We see this as an indication that therapeutic ENaC inhibition in the lung may benefit all patients with CF regardless of the genotype. The idea is that reduction of ENaC expression in the lung helps to rehydrate CF related dehydrated mucus and may help improve mucociliary clearance. Importantly, this first study is designed to give us a readout on both tolerability and efficacy in the target patient population. This could be a potentially important value inflection point for both ARO ENaC and for the pulmonary platform broadly. If the data are supportive of further development, we hope to launch a Phase III study in 2021 and move rapidly to expand the pipeline with product candidates that address other underserved pulmonary diseases such as COPD, asthma and pulmonary fibrosis.

Toward that goal, I'm pleased to announce that we have completed discovery and optimization work on our second lung targeted program and have nominated ARO Lung2 as our next candidate. Are not disclosing the target at this point, but we can say that it is designed to address COPD patients. We have been very encouraged by the data in this program and for ARO ENaC and are eager to begin the expansion of our pulmonary franchise. We are now working on manufacturing and IND enabling toxicology studies for ARO Lung2 and plan on filing a CTA in the first half of twenty twenty one to begin first in human studies. We had previously hoped this could happen by the end of this year, but COVID has slowed development down a bit and will delay first human studies by probably one or two quarters.

In the past, we've discussed our excitement in establishing a rapidly expanding pulmonary franchise and you were seeing that start to play out now. Given our studies in rodent, primate and sheep models spanning several years, we have a high degree of confidence that our inhaled delivery will be well tolerated and active in humans. Further, the lung represents a target rich environment that enables us to address a number of indications in innovative ways. So we see this as a big opportunity for patients and a significant value driver for our shareholders. In addition to CF, COPD, asthma and IPF, people have asked us about applying inhaled TRiM to coronavirus.

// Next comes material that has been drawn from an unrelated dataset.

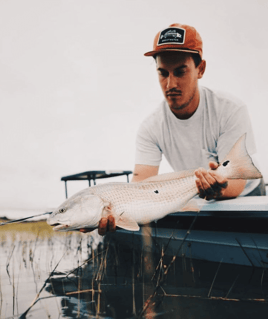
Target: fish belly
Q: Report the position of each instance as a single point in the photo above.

We have not disclosed any work previously, but are happy to report today that we have an active program to address the current novel coronavirus that causes COVID-nineteen and other possible future pulmonary borne pathogens. We are not disclosing more details about this program or the strategy, but we wanted to provide this update. We are looking to bring the same ingenuity and innovative thinking to this issue that we did in revolutionizing the approach to Hepatitis B. All of us who work in biopharma and drug development play a role in improving global health and Arrowhead is proud to say that we have joined the fight. A number of factors give us confidence that we could play an important role in the current novel coronavirus, future coronaviruses and other pulmonary borne pathogens.

First, we are clear RNAi leaders in addressing the lung and have a clinic ready inhaled program. Second, history suggests that we are faster than any RNAi company and arguably any other biotech company going from concept to clinic. And third, we are the leading RNAi company in antivirals and are known as HBV thought leaders. We look forward to keeping you up to date on progress with this program. The final program I'd like to mention is our muscle targeted program.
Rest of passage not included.